2.5. [appellant] betoogt voorts dat de rechtbank niet heeft onderkend dat het gebruik van het voorterrein niet nodig is, nu [vergunninghoudster] sinds 2008 nabij de vestiging aan [locatie 2] te [plaats] de beschikking heeft over een terrein van ongeveer 4 ha.
2.5.1. Het betoog faalt. Daargelaten het thans bestaande feitelijk gebruik van het voorterrein, heeft het college onweersproken gesteld dat het terrein aan De Wijer niet voor bedrijfsmatige doeleinden mag worden gebruikt.

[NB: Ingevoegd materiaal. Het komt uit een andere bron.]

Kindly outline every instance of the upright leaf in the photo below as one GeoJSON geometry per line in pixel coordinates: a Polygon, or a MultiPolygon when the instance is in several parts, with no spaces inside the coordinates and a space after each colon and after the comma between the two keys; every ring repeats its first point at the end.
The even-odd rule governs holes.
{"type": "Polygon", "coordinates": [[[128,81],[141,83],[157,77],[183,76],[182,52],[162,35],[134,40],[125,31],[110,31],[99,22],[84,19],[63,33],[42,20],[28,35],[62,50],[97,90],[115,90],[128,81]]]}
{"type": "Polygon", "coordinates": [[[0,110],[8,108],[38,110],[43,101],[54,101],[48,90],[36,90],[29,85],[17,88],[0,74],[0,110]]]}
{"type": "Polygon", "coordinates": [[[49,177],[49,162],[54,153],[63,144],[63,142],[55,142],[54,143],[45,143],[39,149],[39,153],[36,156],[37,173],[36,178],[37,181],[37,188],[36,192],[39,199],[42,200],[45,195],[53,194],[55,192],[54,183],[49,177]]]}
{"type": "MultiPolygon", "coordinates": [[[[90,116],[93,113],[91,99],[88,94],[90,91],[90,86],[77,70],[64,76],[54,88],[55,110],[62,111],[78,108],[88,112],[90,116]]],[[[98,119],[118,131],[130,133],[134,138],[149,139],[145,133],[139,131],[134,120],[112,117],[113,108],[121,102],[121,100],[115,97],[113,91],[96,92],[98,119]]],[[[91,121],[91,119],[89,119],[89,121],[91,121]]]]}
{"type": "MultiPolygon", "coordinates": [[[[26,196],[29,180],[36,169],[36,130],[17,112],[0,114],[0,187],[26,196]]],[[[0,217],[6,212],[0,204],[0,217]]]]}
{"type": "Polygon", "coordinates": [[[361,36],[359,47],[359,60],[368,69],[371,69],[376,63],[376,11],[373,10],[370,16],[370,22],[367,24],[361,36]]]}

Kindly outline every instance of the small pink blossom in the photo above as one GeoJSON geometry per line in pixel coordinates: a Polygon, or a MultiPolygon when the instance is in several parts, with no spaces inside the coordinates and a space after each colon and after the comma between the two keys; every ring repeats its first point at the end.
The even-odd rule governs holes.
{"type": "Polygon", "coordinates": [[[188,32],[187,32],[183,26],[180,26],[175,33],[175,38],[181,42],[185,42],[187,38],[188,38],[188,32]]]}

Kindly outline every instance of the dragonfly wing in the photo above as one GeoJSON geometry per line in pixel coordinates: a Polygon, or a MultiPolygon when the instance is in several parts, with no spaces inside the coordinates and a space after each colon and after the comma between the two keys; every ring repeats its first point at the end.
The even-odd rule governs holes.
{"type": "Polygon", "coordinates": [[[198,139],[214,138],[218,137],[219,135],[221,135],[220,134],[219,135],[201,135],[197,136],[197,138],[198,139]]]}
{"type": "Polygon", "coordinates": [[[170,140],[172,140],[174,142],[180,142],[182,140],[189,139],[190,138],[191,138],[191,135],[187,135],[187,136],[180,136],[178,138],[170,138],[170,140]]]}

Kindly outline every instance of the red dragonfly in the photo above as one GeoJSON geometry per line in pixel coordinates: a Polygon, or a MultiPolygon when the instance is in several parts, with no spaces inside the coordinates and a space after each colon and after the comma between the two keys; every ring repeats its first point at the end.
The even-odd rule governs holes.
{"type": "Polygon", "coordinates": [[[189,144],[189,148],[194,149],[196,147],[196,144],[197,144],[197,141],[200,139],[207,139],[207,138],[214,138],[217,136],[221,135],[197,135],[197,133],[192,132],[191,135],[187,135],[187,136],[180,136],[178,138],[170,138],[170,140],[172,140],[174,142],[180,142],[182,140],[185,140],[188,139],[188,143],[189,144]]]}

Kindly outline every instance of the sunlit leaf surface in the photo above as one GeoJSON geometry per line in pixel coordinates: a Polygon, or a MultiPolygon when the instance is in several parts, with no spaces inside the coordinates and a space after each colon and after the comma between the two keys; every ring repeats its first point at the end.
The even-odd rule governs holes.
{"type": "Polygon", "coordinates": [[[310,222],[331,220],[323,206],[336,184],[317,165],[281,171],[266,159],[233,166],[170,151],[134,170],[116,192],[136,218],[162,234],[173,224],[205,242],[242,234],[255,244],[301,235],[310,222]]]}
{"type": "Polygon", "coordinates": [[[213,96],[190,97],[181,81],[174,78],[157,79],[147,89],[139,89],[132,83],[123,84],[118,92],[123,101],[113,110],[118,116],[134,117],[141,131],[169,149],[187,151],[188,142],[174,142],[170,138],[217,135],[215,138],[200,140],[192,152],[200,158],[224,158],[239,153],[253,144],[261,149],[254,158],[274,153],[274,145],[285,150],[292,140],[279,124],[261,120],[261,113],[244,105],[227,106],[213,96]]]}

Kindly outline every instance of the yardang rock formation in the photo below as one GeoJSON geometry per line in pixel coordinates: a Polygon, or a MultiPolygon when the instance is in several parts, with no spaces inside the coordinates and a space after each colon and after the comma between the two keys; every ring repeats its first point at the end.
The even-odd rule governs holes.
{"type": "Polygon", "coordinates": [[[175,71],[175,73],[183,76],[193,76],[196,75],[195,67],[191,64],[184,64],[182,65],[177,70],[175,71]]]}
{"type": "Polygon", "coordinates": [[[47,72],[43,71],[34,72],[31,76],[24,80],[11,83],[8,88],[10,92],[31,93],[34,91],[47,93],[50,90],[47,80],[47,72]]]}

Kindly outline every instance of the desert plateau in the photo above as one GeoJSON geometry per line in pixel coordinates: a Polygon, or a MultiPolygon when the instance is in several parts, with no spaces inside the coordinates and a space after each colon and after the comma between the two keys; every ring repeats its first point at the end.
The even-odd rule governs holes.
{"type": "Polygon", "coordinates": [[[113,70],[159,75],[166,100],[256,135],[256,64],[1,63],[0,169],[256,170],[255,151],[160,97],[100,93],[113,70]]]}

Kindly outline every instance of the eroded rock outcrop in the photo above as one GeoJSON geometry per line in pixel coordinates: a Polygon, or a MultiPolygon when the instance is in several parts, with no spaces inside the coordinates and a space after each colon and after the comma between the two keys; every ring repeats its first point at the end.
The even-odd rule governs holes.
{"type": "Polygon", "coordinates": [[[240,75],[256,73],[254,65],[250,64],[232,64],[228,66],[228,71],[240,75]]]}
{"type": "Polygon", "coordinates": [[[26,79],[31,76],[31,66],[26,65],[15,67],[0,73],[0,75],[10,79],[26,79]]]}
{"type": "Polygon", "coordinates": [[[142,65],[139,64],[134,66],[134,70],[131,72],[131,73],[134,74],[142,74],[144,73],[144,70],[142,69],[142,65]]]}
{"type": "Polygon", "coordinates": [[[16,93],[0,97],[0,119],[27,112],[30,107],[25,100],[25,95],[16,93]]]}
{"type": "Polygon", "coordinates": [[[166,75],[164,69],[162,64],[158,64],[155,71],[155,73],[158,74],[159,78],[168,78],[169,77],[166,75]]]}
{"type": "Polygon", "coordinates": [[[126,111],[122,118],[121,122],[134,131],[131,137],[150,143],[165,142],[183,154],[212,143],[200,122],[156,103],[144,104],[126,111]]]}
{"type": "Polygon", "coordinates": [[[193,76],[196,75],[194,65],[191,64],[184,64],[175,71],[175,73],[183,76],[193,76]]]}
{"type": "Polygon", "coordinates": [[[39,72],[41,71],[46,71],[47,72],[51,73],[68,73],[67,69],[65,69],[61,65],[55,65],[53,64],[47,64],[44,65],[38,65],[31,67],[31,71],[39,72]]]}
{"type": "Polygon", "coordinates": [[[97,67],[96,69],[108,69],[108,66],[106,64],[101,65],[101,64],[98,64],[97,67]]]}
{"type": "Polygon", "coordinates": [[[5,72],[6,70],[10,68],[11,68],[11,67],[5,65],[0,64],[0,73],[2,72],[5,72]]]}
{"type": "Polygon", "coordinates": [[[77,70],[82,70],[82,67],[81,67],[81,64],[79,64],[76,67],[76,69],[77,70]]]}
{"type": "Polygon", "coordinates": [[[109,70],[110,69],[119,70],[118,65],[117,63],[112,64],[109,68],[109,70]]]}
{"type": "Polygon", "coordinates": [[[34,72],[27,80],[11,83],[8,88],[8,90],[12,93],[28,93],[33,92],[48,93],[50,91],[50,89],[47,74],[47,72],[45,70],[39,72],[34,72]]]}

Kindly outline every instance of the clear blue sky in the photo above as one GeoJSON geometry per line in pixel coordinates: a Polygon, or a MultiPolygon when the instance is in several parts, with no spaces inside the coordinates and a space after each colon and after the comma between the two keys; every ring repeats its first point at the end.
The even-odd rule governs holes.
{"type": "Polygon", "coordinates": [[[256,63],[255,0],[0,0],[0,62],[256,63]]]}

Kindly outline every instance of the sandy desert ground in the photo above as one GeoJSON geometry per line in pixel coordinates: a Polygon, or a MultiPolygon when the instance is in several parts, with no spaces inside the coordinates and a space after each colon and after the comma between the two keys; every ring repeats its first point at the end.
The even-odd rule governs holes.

Er dient dus rekening te worden gehouden met intensivering van het gebruik van het voorterrein voor het parkeren van vrachtwagens.
2.6. Het hoger beroep is ongegrond. De aangevallen uitspraak dient te worden bevestigd.
2.7. Voor een proceskostenveroordeling bestaat geen aanleiding.
De Afdeling bestuursrechtspraak van de Raad van State
Recht doende in naam der Koningin:
bevestigt de aangevallen uitspraak.
Aldus vastgesteld door mr. D.A.C. Slump, lid van de enkelvoudige kamer, in tegenwoordigheid van mr. V. van Dorst, ambtenaar van Staat.